SC - trenchers

Decker, Terry D. TerryD at Health.State.OK.US
Sun Sep 12 21:30:25 PDT 1999


> Where do you get the 10 ounces from? But yes, if it is only 10 ounces then
> I can see where you would get only two trenchers per loaf after you slice
> off
> the top and the bottom.
> 
I get the 10 ounces from some of the tests I've run.  You do not slice off
the top and bottom, you split the loaf and use the top and bottom for the
trencher surfaces, which is presumably why the upper crust was given to the
highest ranking people, no ashes.  Scully specifies in Early French Cookery
that Menagier's loaves were turned over in the oven which would tend to
negate that idea of the "upper crust".  A conundrum to investigate. 

> > When you consider the cost and use of trencher loaves, they represent
> > conspicuous consumption.  They are less desirable than the white loaves
> > served at a noble's feast, but they are far superior to the loaves the
> poor
> > can afford and therefore represent significant alms.  To adulterate such
> > loaves with oats or rye would be pleading poverty and might be
> considered
> > uncharitable.
> 
> And then the Wroclaw trencher recipe says:
> > 8 cups stone ground rye
> > 7 cups stone ground spelt or whole club wheat flour
> 
> Argh. Ok, Bear do you have anything specific you are basing your comments
> on? Or possibly this is a regional differance because wheat was more
> difficult to grow in eastern Europe? Or maybe William Weaver is
> interpreting
> things differently as I doubt he has an explicit recipe, either.
> 
Trenchers are described as being wastel in some of the English sources.
Menagier's comments seem to support this in France.  Wastel is a second
quality wheat bread produced by brown bakers.  Trencher bread and manchet
are roughly the same weight.  When manchet was 6 a penny, trencher would be
10 a penny and unbolted household loaves of equal weight would be about 13 a
penny, if I understand the Assize or Bread and Ale correctly.  Household
loaves would be given to servants or hired laborers, with better grades of
bread being given for specific cause or for reward.

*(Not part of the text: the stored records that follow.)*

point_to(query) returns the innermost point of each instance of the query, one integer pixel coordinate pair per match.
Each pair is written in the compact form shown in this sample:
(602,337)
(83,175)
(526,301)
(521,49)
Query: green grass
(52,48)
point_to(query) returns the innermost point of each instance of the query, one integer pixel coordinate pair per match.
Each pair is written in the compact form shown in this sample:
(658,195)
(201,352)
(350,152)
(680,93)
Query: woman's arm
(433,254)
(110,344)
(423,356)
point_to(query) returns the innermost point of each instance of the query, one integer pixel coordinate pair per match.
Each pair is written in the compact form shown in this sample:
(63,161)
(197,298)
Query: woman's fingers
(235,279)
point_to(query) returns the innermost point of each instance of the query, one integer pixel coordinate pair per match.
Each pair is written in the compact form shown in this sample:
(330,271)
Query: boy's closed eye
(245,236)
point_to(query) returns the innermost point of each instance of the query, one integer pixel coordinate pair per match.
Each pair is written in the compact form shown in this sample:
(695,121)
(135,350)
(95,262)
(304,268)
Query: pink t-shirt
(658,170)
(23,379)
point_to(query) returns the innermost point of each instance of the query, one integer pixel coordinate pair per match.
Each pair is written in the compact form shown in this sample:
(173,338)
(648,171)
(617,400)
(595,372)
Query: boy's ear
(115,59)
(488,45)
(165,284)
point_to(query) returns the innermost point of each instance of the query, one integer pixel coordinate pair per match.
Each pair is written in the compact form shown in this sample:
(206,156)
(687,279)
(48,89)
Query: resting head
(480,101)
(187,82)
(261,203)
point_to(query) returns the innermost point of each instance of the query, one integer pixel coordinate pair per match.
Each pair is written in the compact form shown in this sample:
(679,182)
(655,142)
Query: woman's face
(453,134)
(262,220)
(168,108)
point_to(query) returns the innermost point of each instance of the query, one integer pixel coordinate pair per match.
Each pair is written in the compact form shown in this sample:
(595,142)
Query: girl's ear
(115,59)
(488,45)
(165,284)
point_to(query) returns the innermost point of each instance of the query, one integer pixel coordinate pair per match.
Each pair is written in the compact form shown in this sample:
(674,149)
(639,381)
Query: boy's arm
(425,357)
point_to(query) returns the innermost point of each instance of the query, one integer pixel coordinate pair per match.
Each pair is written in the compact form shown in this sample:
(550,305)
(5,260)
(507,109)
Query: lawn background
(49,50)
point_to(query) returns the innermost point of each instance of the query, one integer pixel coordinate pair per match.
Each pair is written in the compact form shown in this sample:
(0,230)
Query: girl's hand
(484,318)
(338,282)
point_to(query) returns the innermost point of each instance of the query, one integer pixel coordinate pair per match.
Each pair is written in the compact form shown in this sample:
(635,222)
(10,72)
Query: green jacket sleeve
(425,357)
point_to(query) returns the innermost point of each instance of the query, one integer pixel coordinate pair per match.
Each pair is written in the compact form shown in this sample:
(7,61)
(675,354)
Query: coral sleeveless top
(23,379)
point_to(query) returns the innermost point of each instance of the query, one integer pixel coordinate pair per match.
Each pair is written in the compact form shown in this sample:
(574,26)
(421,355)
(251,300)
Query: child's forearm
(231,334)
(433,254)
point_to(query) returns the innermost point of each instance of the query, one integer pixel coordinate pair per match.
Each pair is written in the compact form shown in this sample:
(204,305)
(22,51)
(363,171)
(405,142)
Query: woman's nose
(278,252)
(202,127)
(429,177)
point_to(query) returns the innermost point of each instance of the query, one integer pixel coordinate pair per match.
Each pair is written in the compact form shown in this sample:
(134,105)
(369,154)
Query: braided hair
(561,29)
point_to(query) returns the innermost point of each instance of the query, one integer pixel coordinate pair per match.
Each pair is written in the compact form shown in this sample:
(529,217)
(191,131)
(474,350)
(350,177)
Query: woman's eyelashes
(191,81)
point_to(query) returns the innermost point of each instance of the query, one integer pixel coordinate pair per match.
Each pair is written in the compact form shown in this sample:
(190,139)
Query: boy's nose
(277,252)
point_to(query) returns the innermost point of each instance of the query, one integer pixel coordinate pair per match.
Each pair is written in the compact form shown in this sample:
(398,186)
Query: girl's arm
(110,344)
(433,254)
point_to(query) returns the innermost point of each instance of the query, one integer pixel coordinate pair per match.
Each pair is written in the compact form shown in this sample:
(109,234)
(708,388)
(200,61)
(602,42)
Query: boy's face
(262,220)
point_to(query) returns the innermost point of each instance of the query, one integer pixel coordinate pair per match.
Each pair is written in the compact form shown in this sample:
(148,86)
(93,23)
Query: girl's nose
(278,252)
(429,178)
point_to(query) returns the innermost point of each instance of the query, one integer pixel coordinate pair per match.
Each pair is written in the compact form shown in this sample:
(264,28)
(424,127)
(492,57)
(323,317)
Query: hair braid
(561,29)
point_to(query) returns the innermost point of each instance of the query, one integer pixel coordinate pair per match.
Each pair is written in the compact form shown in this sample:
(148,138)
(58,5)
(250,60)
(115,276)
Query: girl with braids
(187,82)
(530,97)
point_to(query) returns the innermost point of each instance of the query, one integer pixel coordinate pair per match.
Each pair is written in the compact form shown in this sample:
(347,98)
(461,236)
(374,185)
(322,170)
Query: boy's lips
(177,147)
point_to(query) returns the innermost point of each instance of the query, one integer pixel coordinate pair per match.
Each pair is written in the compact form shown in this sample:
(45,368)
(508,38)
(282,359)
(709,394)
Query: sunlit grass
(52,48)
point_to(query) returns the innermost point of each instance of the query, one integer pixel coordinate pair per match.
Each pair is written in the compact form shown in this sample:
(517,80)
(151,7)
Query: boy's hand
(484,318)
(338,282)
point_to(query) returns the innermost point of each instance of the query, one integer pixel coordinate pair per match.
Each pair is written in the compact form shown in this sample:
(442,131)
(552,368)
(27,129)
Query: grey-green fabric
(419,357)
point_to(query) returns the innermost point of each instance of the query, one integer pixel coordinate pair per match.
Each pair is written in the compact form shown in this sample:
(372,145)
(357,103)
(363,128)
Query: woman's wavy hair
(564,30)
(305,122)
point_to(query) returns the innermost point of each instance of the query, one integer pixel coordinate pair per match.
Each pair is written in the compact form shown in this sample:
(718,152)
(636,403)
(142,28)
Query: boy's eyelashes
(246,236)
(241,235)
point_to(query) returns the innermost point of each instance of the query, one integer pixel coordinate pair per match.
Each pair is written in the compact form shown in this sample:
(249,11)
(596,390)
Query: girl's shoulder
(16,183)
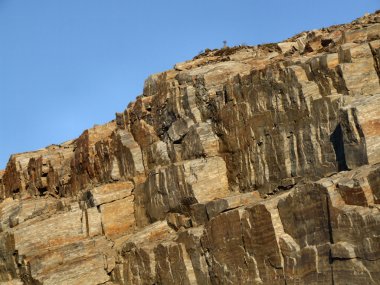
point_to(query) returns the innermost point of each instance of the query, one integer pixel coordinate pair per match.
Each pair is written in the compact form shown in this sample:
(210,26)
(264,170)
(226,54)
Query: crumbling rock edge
(245,165)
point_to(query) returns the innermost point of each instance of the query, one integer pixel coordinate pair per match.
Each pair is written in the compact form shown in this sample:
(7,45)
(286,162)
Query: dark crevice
(336,138)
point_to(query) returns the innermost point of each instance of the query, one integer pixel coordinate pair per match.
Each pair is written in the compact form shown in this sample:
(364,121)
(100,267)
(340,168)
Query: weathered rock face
(245,165)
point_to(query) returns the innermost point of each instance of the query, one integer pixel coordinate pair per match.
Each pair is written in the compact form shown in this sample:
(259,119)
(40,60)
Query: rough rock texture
(245,165)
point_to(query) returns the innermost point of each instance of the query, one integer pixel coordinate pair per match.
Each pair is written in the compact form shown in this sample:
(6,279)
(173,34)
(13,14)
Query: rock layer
(245,165)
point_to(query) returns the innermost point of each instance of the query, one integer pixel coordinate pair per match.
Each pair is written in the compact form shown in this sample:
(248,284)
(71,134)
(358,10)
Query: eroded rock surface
(245,165)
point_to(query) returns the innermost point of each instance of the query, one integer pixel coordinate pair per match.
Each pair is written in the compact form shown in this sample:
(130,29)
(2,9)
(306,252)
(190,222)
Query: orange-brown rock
(244,165)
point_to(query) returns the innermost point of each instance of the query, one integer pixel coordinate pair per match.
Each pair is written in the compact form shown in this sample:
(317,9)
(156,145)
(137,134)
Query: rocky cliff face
(245,165)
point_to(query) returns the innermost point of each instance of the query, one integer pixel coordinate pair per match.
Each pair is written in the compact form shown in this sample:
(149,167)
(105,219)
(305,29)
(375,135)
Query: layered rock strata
(245,165)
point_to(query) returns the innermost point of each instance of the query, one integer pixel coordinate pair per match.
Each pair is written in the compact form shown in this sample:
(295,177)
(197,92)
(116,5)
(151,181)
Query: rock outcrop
(245,165)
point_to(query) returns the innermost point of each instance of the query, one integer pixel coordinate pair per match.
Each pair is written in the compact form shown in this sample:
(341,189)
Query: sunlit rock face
(245,165)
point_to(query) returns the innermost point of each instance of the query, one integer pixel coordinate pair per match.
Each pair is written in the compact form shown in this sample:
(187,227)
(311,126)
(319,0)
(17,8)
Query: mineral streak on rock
(244,165)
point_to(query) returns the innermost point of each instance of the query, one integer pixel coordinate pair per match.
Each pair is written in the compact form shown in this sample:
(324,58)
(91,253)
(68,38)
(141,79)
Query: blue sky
(67,65)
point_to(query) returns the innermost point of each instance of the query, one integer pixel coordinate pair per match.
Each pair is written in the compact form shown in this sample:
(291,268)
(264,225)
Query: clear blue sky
(66,65)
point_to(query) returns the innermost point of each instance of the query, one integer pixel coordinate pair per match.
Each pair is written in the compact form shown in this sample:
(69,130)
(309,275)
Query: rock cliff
(244,165)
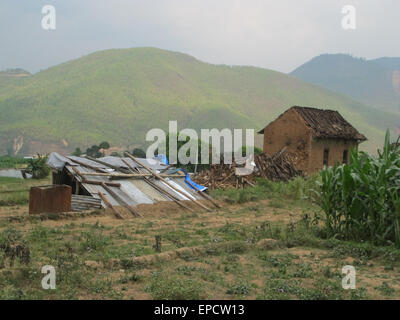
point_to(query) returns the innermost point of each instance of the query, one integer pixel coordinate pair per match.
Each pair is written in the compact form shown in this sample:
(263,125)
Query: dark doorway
(326,156)
(345,156)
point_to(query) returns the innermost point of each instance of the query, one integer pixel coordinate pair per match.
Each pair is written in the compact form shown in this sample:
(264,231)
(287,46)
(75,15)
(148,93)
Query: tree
(38,167)
(137,152)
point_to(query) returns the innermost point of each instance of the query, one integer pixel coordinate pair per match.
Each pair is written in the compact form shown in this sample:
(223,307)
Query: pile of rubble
(278,167)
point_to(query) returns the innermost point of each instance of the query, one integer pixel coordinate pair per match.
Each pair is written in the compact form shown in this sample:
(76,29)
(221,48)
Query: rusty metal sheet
(50,199)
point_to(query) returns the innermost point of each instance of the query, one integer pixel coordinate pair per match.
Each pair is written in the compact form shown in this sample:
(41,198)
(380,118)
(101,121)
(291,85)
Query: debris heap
(278,167)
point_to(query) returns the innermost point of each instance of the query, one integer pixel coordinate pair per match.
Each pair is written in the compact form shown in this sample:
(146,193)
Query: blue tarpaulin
(162,158)
(193,185)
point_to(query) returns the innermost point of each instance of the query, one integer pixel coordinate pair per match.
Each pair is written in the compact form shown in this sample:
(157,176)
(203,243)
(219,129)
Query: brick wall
(336,148)
(289,130)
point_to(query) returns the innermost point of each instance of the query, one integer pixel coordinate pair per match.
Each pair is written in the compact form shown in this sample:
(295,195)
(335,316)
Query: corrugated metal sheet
(132,191)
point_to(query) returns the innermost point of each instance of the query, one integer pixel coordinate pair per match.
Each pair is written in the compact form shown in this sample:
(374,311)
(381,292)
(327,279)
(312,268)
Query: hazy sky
(279,35)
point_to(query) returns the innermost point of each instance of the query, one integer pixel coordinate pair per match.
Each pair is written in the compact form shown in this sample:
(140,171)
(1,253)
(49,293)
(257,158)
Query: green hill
(118,95)
(369,81)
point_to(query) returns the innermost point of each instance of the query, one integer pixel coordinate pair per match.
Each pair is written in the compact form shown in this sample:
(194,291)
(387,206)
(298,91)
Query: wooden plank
(127,175)
(83,164)
(204,195)
(108,165)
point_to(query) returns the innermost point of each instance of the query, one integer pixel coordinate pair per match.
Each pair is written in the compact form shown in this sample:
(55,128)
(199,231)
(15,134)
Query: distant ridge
(372,82)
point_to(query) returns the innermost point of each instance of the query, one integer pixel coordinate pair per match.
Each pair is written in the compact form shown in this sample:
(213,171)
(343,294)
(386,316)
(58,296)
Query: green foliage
(104,145)
(361,200)
(12,162)
(368,81)
(77,152)
(118,95)
(139,153)
(38,167)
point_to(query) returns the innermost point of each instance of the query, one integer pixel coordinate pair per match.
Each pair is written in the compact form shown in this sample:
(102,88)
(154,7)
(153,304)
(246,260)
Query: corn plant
(361,199)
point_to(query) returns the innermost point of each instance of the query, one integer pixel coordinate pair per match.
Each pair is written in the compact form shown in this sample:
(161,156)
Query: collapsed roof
(122,181)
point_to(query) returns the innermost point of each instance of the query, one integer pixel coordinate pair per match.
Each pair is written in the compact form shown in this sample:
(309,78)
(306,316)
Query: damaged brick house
(315,137)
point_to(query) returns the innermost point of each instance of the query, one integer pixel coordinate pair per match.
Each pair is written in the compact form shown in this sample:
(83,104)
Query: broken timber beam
(120,200)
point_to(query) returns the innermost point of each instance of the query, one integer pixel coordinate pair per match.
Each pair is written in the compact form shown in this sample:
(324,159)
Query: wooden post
(109,205)
(204,195)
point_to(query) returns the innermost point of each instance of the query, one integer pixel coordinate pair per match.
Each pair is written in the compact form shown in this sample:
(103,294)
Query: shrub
(164,287)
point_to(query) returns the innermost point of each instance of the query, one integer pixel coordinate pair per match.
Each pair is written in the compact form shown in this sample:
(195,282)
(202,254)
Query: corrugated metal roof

The comments about conspicuous consumption and why wheaten loaves were used
when cheaper grain would suffice are opinions based on considerations of the
practices.  No gentle would be so gauche as to comment directly upon the
reasons for certain behavior.

The trenchers I've been describing represent Western Europe.  The Wroclaw
trenchers represent Eastern Europe.  The use of maslin as the basis for
trenchers doesn't surprise me.  Growing wheat and rye together to produce
maslin flour (whether by accident or design) was fairly common practice.
Wheat was generally more costly in Eastern Europe, so maslin makes a good
compromise for wastel.  I would like to see Weaver's comments about this, so
I guess I need the book.

> Bear also said:
> > A cheat to get around this is to use a coffee can loaf cut into 1 inch
> > slices.  It is not authentic and it is not as effective as a real
> trencher,
> > but it provides the illusion of using bread trenchers. 
> 
> And:
> >The bread machine loaves would probably be similar to the coffee can
> loaves.
> 
> But the recipe you give later in your message doesn't mention any coffee
> cans. Are these used to bake the loafs in? To just shape them? I assume
> the latter, but even so, coffee cans have little round ridges in them. It
> seems like it would be difficult to extract either the dough or the baked
> bread from the can. More directions for the new or non-bakers among us,
> please.
> 
> -- 
> Lord Stefan li Rous    Barony of Bryn Gwlad    Kingdom of Ansteorra
> 
The comments were about using a basic bread recipe to experiment making
trencher loaves.  Such a recipe could be used to bake coffee can bread.

For the coffee can bread, you use the can as a loaf pan.  Thoroughly grease
the interior of the can.  Place the kneaded dough in the can and let it rise
the second time.  Bake as with a normal loaf pan.  The dough shouldn't stick
to the greased pan and will shrink slightly in baking.  After you remove it
from the oven, run a knife around between the loaf and the side of the can
to make sure nothing is sticking.  Turn the can upside down and the loaf
should slide right out.  I recommend using solid shortening, margarine or
butter rather than an oil to grease the cans.  Doughs often absorb oil.

Scully suggests using 100 fl oz cans rather than coffee cans.